Reactivation (day 1). Memory cueing during sleep was carried out the first night of the experiment. The students received a dispenser that was programmed to spray the congruent (coconut) or incongruent (violet) odor every 15 minutes depending on the group that they were assigned. Volunteers were instructed to activate the dispenser at the time they went to sleep at night of day 1 and to set the finishing time 1.5 h after that. It is important to highlight that the participants did not know which odor they received.
Long-term testing (day 8). One week later in the classroom and without any odor, each subject resolved a different multiple-choice exam from the one that they answered on day 1. Again, they had no time limit to resolve the exam. In each classroom, half the students received the questions that their partners had resolved the week before and vice-versa.
As this study was carried out during COVID-19 pandemic, when the levels of anxiety in the population were increased and a worse quality of sleep was reported19–21, we controlled that both groups had a similar level in both variables. For that, we evaluated the State-Trait Anxiety Inventory (STAI)22 and the Pittsburgh sleep quality index (PSQ)23.
Subjects were randomly assigned to one of 2 conditions: “Reactivation” and, “No reactivation” groups.
“Reactivation” group (R, n = 22). Participants were trained on day 1 on the presence of coconut odor. They received the reactivation using the same odor cue during the first night of sleep and they were finally tested on day 8.
“No reactivation” group (NR n = 23). Participants were trained on day 1. They received the reactivation session using a different odor (violets), as a control condition, during the first night of sleep and they were finally tested on day 8.

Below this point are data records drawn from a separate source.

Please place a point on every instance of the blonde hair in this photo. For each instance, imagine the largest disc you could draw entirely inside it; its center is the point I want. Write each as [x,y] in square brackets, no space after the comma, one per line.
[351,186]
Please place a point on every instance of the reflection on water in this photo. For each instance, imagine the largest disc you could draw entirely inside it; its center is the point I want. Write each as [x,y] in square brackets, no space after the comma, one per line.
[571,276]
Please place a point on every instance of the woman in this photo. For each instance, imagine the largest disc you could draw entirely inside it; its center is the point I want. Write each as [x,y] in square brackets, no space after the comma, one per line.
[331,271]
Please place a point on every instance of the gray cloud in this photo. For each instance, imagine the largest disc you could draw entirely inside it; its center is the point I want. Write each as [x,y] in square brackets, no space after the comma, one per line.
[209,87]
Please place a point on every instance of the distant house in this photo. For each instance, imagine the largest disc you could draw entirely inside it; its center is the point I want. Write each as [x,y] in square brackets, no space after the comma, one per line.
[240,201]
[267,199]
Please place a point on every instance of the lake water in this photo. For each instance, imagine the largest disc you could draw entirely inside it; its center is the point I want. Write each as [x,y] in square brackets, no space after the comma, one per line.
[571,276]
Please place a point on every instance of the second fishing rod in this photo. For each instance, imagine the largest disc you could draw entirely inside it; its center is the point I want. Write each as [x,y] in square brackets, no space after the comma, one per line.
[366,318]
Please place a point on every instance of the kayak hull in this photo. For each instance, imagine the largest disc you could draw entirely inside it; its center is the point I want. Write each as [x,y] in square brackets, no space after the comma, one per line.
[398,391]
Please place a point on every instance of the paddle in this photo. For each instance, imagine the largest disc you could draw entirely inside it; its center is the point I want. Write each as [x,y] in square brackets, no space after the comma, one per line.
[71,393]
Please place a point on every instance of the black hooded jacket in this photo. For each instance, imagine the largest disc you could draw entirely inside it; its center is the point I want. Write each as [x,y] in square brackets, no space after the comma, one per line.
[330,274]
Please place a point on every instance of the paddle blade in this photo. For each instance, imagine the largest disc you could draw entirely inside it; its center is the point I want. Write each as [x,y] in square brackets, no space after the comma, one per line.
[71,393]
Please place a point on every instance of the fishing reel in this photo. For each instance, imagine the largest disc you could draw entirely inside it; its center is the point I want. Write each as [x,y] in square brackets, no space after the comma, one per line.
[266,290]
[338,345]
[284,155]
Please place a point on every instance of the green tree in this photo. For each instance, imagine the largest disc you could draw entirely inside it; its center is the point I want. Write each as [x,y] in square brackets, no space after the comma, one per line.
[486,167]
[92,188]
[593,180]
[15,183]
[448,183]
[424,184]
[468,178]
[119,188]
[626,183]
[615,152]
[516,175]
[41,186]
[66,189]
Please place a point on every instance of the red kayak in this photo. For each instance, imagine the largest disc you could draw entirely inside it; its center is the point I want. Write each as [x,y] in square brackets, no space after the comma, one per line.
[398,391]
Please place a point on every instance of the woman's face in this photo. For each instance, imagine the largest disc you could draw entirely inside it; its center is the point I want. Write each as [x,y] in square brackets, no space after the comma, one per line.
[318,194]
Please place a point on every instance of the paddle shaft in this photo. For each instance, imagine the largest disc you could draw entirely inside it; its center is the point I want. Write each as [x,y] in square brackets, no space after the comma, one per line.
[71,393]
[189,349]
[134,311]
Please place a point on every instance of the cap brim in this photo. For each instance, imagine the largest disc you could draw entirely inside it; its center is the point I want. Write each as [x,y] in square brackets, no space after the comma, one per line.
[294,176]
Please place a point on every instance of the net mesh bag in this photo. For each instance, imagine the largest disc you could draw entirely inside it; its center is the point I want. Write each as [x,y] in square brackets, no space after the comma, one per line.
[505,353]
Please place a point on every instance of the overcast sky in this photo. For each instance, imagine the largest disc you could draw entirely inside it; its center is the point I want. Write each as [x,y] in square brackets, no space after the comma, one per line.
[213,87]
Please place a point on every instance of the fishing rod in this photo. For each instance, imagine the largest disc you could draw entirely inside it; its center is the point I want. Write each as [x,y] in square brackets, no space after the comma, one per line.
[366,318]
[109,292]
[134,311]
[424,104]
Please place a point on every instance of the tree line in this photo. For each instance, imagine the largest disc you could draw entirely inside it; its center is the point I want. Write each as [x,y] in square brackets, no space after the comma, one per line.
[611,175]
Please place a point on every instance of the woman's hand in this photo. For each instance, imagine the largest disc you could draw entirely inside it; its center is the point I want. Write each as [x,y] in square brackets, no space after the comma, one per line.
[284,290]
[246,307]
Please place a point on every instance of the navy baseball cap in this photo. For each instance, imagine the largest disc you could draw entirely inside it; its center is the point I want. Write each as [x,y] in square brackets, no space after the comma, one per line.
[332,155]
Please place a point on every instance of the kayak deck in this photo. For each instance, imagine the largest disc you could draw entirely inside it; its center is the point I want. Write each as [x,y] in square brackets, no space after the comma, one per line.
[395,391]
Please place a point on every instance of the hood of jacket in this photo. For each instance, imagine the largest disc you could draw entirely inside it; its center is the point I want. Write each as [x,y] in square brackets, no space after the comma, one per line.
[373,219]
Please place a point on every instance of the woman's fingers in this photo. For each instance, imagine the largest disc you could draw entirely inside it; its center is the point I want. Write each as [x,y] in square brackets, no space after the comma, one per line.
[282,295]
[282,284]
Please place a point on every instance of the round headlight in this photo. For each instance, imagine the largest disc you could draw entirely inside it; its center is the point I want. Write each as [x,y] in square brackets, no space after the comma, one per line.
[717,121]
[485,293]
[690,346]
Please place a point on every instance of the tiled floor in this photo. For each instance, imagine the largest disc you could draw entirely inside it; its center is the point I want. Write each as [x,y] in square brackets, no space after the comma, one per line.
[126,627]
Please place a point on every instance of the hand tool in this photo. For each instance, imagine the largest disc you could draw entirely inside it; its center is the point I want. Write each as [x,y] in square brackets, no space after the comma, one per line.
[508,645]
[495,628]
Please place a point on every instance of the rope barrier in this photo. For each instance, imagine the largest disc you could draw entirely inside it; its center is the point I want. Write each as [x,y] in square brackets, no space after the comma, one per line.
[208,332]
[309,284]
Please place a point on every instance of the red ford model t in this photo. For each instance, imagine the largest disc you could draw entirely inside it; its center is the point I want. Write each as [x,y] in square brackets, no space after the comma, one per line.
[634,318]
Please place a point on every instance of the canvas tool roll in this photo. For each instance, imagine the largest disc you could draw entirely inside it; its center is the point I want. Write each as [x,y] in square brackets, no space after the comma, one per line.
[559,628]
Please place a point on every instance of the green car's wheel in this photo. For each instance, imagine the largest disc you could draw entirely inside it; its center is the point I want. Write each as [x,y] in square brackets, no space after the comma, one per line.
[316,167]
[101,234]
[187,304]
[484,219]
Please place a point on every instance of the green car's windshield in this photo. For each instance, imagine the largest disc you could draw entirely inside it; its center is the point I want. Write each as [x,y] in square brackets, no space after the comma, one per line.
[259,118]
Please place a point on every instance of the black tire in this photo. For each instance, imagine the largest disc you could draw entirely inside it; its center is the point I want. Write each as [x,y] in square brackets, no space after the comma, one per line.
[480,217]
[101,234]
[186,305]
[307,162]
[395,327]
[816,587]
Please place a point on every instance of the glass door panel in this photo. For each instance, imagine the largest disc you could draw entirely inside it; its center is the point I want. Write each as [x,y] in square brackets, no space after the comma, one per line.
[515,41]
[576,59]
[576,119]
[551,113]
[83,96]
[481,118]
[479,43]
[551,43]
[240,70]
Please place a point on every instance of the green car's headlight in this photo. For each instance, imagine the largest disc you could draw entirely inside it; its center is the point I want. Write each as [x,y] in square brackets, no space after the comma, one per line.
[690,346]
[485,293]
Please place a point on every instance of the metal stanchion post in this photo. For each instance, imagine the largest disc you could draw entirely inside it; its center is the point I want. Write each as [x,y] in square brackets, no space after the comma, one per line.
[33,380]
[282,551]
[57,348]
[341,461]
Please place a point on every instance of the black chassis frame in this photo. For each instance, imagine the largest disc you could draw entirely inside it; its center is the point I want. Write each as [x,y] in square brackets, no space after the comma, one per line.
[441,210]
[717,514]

The statistical analysis was made with SPSS version 25 (IBM Corporation). The scores reached at short and long-term testing sessions were calculated as the percentage of correct answers for the short and long-term tests, respectively. We also calculated the normalized memory change for each subject as [(# of correct responses at long-term testing session - # of correct responses at short-term testing session)*100/ # of correct responses at short-term testing session].

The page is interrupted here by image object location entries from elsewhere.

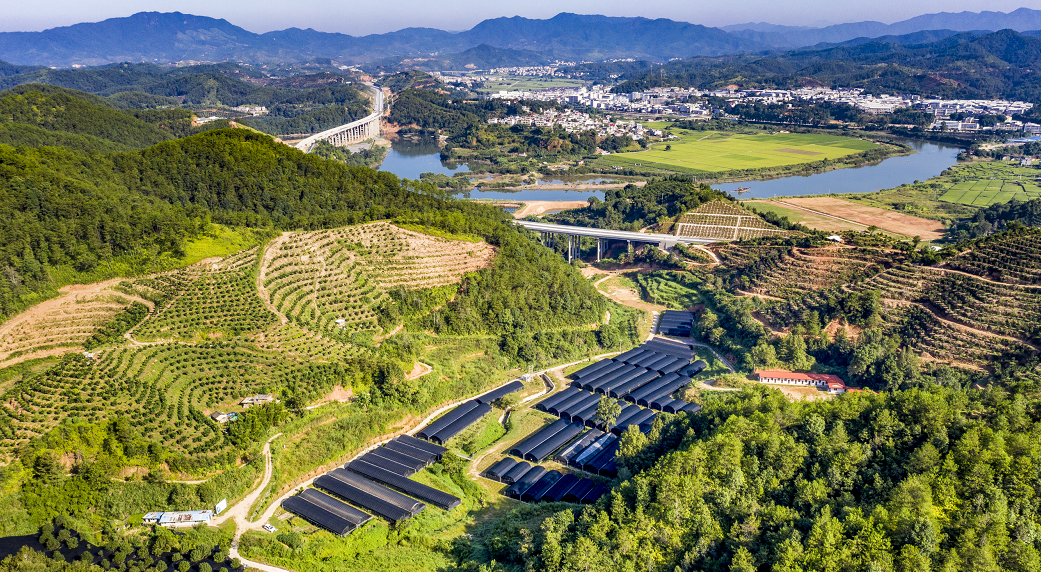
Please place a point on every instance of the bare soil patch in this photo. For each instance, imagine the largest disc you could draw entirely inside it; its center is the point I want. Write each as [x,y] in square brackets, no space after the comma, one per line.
[539,207]
[417,370]
[886,220]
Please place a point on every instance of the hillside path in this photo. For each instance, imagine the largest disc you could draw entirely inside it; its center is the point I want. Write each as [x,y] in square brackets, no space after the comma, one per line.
[269,252]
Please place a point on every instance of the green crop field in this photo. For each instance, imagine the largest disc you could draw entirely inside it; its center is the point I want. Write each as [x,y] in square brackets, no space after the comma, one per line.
[711,151]
[987,183]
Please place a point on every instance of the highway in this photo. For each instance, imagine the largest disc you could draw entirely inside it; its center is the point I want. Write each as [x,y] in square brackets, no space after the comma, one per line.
[663,241]
[356,130]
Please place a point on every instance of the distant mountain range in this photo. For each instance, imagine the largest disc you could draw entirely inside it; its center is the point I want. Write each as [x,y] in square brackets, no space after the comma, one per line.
[175,36]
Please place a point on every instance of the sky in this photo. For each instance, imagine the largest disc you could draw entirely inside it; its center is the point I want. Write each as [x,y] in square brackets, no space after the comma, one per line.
[363,18]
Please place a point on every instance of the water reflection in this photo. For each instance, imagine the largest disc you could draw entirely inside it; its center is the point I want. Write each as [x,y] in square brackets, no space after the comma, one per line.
[409,158]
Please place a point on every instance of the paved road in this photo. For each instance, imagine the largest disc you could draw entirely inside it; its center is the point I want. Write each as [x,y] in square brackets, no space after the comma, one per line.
[613,234]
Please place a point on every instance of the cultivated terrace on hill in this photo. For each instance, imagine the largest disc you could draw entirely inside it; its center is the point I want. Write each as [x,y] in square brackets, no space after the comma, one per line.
[343,278]
[233,266]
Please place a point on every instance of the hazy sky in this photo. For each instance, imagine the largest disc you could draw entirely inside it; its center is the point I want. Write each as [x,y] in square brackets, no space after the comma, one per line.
[359,18]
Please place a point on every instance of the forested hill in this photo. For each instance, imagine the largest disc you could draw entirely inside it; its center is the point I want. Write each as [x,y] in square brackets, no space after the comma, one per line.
[44,115]
[999,65]
[62,209]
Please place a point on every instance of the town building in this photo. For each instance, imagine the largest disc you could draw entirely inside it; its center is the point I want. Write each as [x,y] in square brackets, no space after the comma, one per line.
[177,519]
[258,399]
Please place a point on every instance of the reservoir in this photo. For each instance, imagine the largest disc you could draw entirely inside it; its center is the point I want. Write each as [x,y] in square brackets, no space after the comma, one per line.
[409,158]
[930,160]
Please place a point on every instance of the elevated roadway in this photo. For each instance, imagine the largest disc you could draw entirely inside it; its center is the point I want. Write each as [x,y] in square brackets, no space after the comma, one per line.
[662,241]
[343,135]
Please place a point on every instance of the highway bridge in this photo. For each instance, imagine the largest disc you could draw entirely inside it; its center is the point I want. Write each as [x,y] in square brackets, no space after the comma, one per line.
[343,135]
[603,234]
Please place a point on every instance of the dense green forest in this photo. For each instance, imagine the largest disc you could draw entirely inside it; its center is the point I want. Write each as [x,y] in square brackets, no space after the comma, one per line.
[301,105]
[805,113]
[922,479]
[999,65]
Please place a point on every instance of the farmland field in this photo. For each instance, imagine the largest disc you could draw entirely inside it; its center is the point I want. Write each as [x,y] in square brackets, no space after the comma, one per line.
[810,219]
[711,151]
[987,183]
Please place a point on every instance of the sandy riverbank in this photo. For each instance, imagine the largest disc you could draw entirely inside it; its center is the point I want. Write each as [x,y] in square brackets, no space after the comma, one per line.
[540,207]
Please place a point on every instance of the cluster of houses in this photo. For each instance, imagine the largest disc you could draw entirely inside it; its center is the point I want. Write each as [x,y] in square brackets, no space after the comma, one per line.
[573,121]
[684,101]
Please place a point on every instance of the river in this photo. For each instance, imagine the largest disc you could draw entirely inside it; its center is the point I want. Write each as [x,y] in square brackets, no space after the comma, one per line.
[930,160]
[408,159]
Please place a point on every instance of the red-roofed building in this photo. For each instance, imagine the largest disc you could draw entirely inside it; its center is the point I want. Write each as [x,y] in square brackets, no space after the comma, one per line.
[833,383]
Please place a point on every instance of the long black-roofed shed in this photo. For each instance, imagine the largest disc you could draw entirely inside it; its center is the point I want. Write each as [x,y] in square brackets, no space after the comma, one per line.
[578,446]
[589,399]
[400,446]
[518,471]
[326,512]
[547,448]
[346,511]
[361,498]
[535,492]
[557,492]
[536,439]
[592,378]
[628,388]
[410,488]
[411,463]
[460,424]
[438,424]
[670,347]
[565,404]
[499,469]
[319,516]
[522,485]
[544,404]
[500,392]
[387,465]
[413,506]
[592,369]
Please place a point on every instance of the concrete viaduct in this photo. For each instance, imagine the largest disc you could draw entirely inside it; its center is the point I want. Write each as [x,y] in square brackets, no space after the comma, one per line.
[603,234]
[361,129]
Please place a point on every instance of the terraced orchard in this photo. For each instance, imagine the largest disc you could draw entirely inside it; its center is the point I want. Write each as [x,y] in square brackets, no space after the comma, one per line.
[62,324]
[726,222]
[259,321]
[791,272]
[209,299]
[330,281]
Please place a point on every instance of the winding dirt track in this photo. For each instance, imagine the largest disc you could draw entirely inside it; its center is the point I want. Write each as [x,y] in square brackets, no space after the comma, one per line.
[69,298]
[269,252]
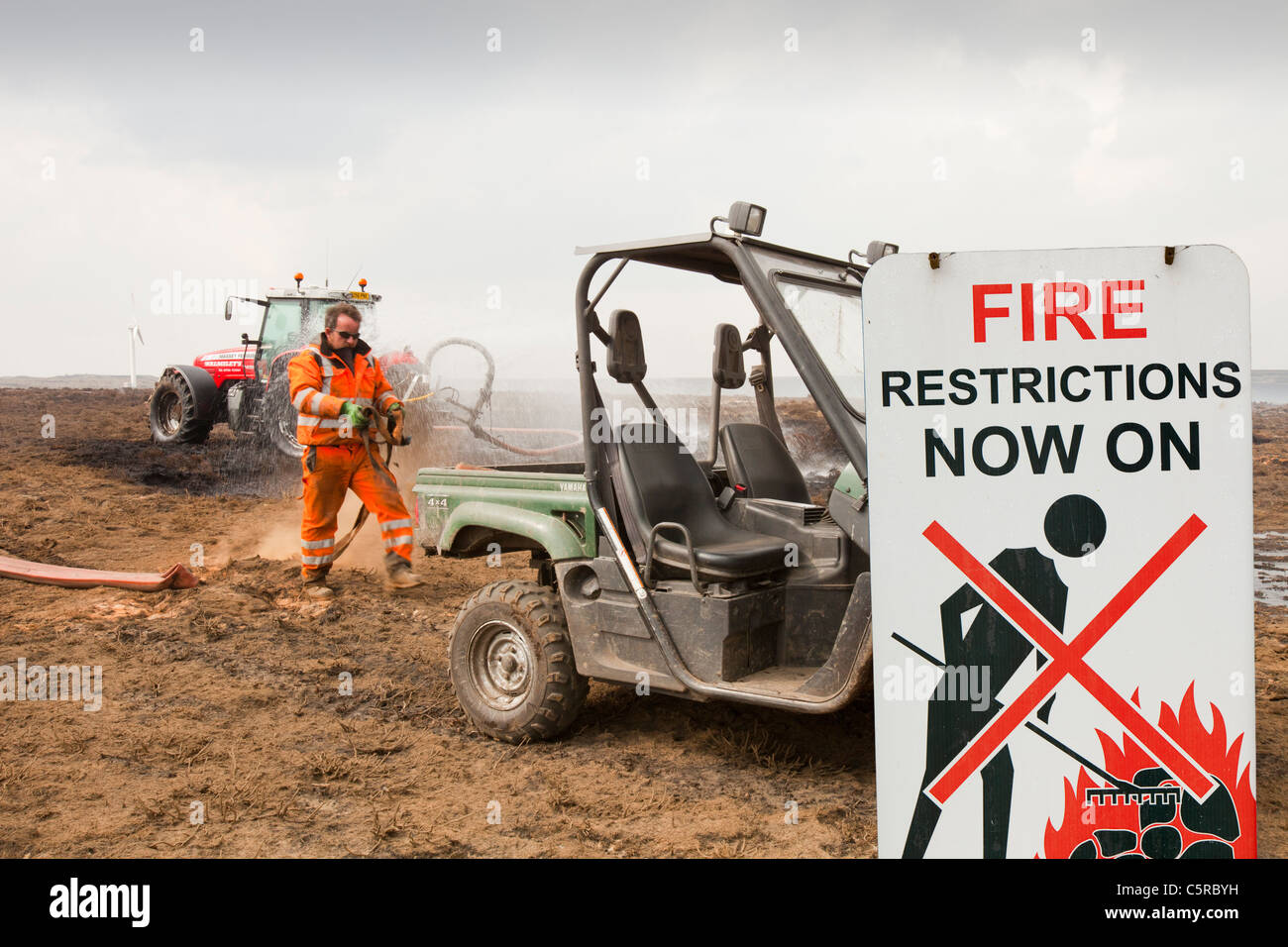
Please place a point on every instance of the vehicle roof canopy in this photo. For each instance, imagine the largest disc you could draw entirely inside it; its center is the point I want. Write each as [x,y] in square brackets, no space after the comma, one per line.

The scores at short and long-term were analyzed with repeated measures ANOVA with “group” as between-subjects factor with two levels (Reactivation and No reactivation) and “session” as within-subjects factor with two levels (short and long term testing). Furthermore, we compared the memory change between groups with a two-tailed t-test and performed two separately one-sample t-tests to compare both groups’ memory change to the value zero. Alpha was set at 0.05.
We also analyzed the State Anxiety Inventory, Trait Anxiety Inventory and PSQI scores with One-way ANOVAs with “group” as between-subjects factor with two levels (Reactivation and No reactivation). It is important to highlight that 3 students of the No reactivation group did not complete STAI at day 1, 6 the STAI at day 8, 6 the PSQI and 6 did not complete the Trait Anxiety Inventory. 2 students of the Reactivation group did not complete the STAI at day 8, 3 the PSQI and 3 the Trait Anxiety Inventory. We reported partial eta square (η2p) and Cohen’s d as effect size estimates.